「私は、高島市長は嫌いです」――。そう断言するのは、ある保守系議員。この市議は「議会に諮るべき案件を、諮ることなく専決で決めてしまう。議会無視がひどい」と語気を強めて語った。中央保育園問題や自身の水着姿のフェイスブックへの投稿、相次ぐ職員不祥事など、内憂を抱えている高島市長。福岡市議会を取材して回ると、野党会派を中心に高島市長への評価はかなり厳しい。高島市長の1期目も終盤が近づいてきたが、来年度の予算審議を行なうこの時期、二元代表である議会との関係は、高島市長にとって重要である。だがこの局面において、議会内で市長の資質が疑われる状況にある。
<少数会派を無視する市政運営への批判>
自民党・公明党とともに与党会派を構成する保守系会派「みらい福岡」は、自・公両党とは微妙にスタンスが異なるようだ。代表の笠康雄市議は、「会派として個々の議員にあまり拘束をかけることはありません。それは、政策の方向性を同じくする個々の集合体であるから」と会派の立場を明言。「3月議会が終わるまでは、会議の議題として市長選挙を挙げることはしない」とし、「行財政改革について、高島市長がどれほど理解を示し、具体的に政策として実行してこられたかという点が、最大の判断基準になる」と政策に対する是非で考えるとしている。
高島市長が与党会派に配慮する一方で、少数会派は無視されていると批判しているのが、「社民・市政クラブ」の高田保男市議だ。高田氏は、部落解放同盟福岡市協議会委員長も務めており、その立場から高齢者や少数者への配慮が足りないと指摘する。観光による景気浮揚と企業誘致を推進する高島市長に対して、「はっきり申し上げてパフォーマンスだ」と断定。「予算削減ばかりでは、市民の不平不満が高まると思います」と懸念する。国政では風前の灯の社民党だが、地方においては、旧社会党からの流れで自治労などとの関係も残っており、その影響力は無視できない。
前回、吉田前市長を応援した民主党会派「民主・市民クラブ」の動向が注目されるが、開会中の市議会において13年度2月補正予算の中央保育園移転の工事費追加補助に反対するなど、高島市政とは対決姿勢をとる。
「高島市長を交代させるべき」と強く語ったのは、民主・市民クラブの調崇史市議。同氏は、元民放記者の経験があり、民放アナウンサー出身の高島市長が、パフォーマンスを駆使した行政運営を行なうことに疑問を投げかける。
<国旗掲揚をも利用する高島市長>
福岡市が抱える問題は、就労問題や単身高齢者の孤立死、増える生活保護費、地域の教育力の衰退など、表面に見えにくいが深刻なものが多い。
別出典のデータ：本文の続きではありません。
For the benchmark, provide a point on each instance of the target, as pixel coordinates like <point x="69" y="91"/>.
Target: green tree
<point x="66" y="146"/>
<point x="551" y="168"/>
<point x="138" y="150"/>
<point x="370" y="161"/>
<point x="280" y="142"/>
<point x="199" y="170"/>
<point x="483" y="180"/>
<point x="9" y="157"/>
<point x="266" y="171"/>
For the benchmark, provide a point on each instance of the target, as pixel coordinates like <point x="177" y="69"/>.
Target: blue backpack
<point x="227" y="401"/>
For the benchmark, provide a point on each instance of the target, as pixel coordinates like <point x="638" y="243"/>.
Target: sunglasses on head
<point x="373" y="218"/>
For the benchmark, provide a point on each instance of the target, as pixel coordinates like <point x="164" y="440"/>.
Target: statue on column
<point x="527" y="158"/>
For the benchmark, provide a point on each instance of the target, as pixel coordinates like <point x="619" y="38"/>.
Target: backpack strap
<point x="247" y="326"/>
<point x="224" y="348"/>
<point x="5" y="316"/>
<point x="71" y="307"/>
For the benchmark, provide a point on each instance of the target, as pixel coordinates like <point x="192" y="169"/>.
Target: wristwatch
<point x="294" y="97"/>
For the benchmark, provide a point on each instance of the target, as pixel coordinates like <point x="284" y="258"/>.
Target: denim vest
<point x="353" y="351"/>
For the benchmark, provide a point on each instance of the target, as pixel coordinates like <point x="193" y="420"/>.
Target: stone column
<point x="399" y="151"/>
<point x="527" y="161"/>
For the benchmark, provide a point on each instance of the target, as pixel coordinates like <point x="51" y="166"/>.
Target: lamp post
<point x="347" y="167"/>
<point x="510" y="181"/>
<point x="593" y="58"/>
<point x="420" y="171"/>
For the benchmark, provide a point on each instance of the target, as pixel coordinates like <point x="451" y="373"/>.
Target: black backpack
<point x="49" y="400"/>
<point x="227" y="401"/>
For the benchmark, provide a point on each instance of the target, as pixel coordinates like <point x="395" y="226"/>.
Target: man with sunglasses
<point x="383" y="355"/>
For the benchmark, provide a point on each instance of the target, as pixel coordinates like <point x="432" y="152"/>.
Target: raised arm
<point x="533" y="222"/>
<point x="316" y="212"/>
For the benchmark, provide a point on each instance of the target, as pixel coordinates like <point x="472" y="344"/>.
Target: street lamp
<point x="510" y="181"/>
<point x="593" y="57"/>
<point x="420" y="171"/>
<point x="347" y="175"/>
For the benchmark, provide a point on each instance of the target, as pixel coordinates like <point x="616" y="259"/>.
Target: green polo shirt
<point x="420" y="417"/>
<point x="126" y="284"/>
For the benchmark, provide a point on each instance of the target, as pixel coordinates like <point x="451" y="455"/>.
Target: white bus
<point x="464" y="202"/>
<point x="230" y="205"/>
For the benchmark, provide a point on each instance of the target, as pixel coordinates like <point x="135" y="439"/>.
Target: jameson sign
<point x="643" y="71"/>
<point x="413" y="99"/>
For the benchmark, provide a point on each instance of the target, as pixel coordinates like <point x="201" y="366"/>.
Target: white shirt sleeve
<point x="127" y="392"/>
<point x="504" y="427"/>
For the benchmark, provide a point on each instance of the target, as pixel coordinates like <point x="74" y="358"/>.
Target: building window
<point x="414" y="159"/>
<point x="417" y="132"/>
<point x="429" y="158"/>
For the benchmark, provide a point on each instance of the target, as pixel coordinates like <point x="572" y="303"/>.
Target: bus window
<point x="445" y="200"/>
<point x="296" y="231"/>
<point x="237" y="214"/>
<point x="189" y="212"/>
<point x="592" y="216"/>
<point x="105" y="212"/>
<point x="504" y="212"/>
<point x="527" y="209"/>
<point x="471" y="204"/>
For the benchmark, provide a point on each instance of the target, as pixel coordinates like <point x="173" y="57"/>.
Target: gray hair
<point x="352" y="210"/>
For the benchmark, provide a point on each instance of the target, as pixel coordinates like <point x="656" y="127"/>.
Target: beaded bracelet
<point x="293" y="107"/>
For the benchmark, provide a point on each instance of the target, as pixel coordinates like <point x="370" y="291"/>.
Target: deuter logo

ところが、各会派の市議が口をそろえるように、きめの細やかな政策よりも派手で目立つもの、かつ与党会派・自民党とその支持層の歓心を得る政策が優先されている。そして何より言動が軽い。
本誌3月6日号でも言及したが、福岡市は、政府が特定分野の規制緩和を進める「バーチャル特区」の指定を受ける見通しとの報道されている。起業特区と報じられているが、実態は問題化した「解雇特区」と変わらない。この間、高島市長は、自民党本部でプレゼンテーションを行ない、首相官邸を訪れ菅義偉官房長官に会うなど、売り込みに熱心であった。
3月5日の市議会本会議で、自民党の冨永計久市議から、公立学校における国旗の常時掲揚を求める質問が行なわれた。高島市長は「学校で国旗を常時掲揚することにより、子どもたちが日頃から慣れ親しみ、我が国だけでなく他国も尊重する態度を身につけることはとても意義がある。教育委員会の取り組みを一層支援していく」との答弁を行ない、翌日の産経新聞で大きく報じられた。
日本人として国を愛し、我が国の公立学校において国旗を掲揚することは当然のことだが、福岡市は日教組など反対する勢力も強く、冨永市議も再三議会で質したが何十年と正常化できなかった。穿った見方かもしれないが、昨年末の特定秘密保護法の強行採決で支持率が下がった安倍首相の靖国神社参拝と同じで、市長選を控え、中国公務員の受け入れ問題で失墜した保守層からの信用回復を目論んだのではないか。
与野党問わず、市議会議員の高島市長を見る視線は厳しい。果たして、高島市長はいよいよ11月に迫った市長選を乗り切れるだろうか。